While the Economist piously condemned the new constitution as a “fiscally irresponsible left-wing wish list”, even many capitalists aren’t that bothered. Noting that the most radical economic measures had been defeated in the constitutional drafting process, Morgan Stanley’s assessmentwas that the new text “should reduce political uncertainty for entrepreneurs, promote investment and maintain a largely orthodox fiscal framework”.
In some areas, however, the constitution is unarguably ground-breaking. “We got pretty much everything we campaigned for,” says feminist activist Vivaldi: “That was something we never expected.” As a result, Chile could become the first country in the world with a 50% quota for women, not just in parliament but across the state’s decision-making apparatus. A constitutional right to abortion would be equally unprecedented, and in a country that currently has some of the most restrictive abortion laws in South America. For the first time, Chile would be recognised as a plurinational state, with Indigenous communities gaining some autonomy and power. Ecological sustainability would be written into the country’s DNA.
Proponents of the new draft constitution are struggling because of the sheer scale and complexity of what they have to communicate. This vote is about the shifting sands of Chilean politics.
“If we go back a few years,” says Titelman, “social rights – to housing, to health, and so on – were at the top of the agenda. Now, the conversation is more about cost of living and a perception of rising crime.” In the north of the country, which has seen an influx of Venezuelan migrants in recent years, immigration continues to be the main dividing line in politics. Further south, hostility to Indigenous communities has been sharpened. “Beyond the article-by-article discussion, there is an intensifying struggle about Chilean identity – it’s culture wars, but with lots of additional context.”
The campaign for a new constitution has, since the ‘social explosion’ of 2019, been an untameable, and to an extent leaderless, movement. It belongs to no single political organisation or ideological perspective, and its spokespeople are whoever happens to be on stage or in front of a mic – no matter their formal rank. This fact has given it a creative and authentically anti-establishment image, but it has also produced a string of absurd spectacles which the Chilean right has been adept at weaponising.
As the campaign entered its final week, one of the most talked-about events was a family-friendly approve rally in Valparaiso organised by leftwing mayor Jorge Sharp, at whichone of the scheduled acts performatively pulled an entire Chilean flag out of a fellow performer’s anal cavity.
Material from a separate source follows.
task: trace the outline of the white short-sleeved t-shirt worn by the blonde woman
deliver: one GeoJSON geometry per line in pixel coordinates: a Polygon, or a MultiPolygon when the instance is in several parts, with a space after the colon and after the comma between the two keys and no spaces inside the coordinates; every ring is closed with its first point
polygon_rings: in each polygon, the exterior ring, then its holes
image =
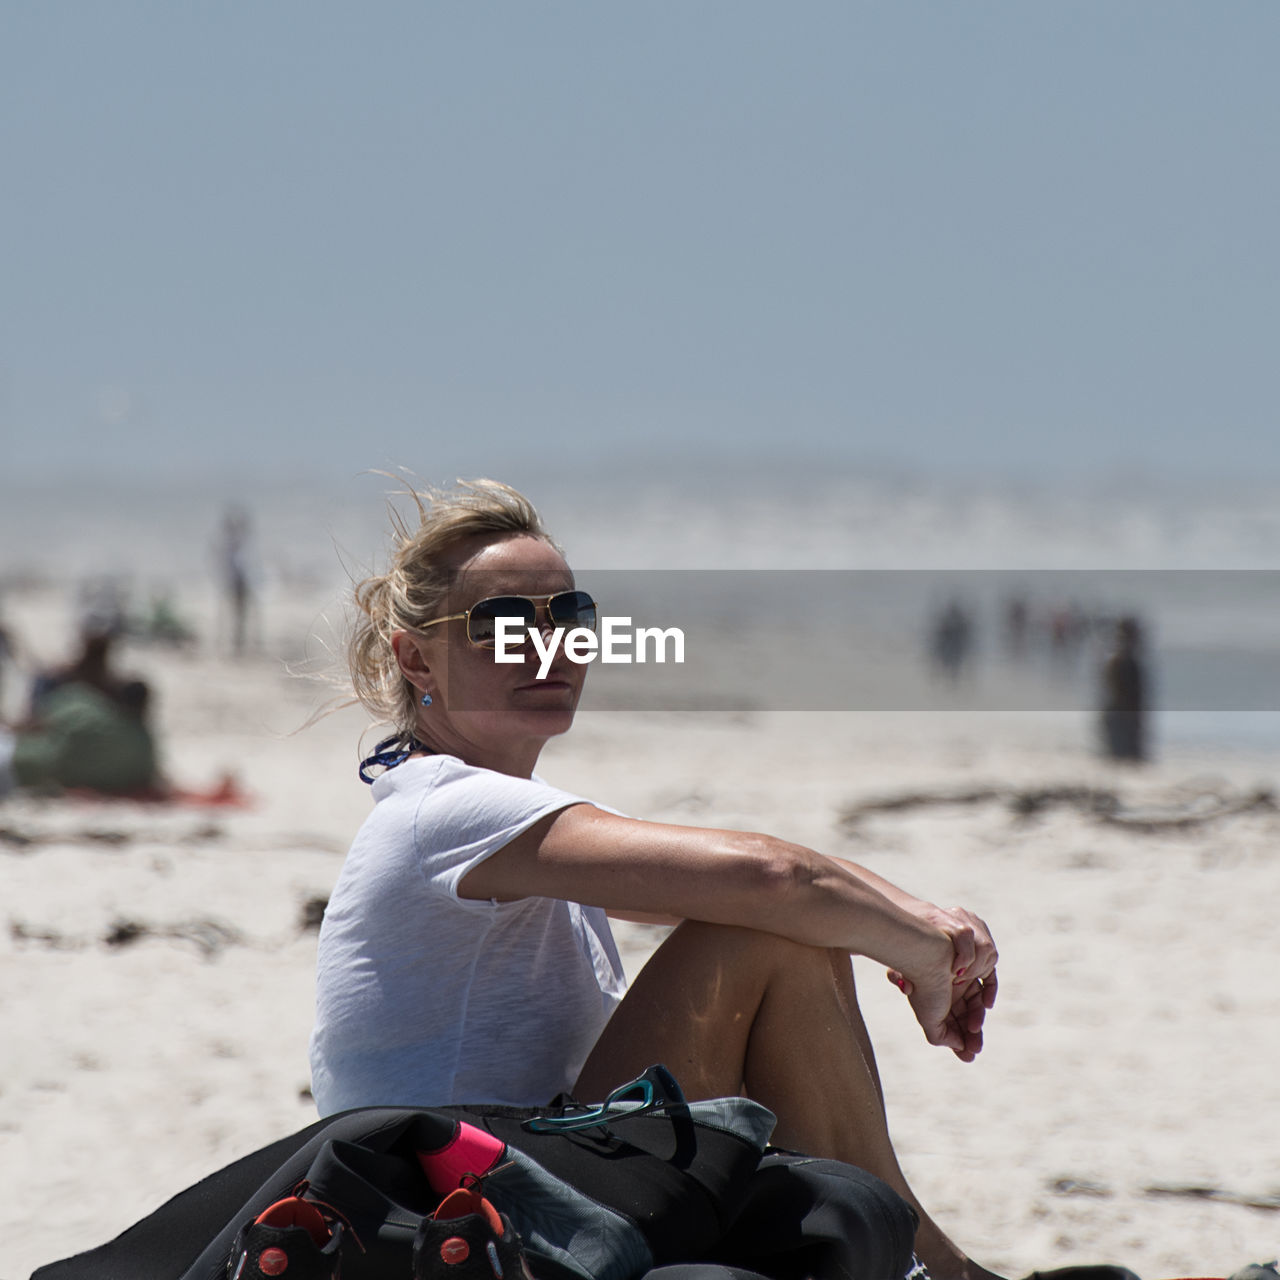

Unsurprisingly, far-right presidential candidate Jose Antonio Kast took to social media to decry the incident as “the legacy of the convention”.
Between now and Sunday, the movement for a new constitution, with all its diversity and determination, will be pitched against a stubborn status quo. The fact that voting is compulsory, with millions of people participating for the first time, adds a great deal of uncertainty, and there is no consensus among activists about which way the result will go. Victory would change Chile forever, and light a beacon for the left across the world – but it would not, on its own, stop the onward march of the identitarian far right. Defeat would be a major setback for social reform, and could even reignite the social unrest of recent years. To deliver on his promises, Boric would have to find another way to change the constitution. Either way, the fight for Chile’s soul will be far from over.
Michael Chessum is a socialist activist and writer based in London.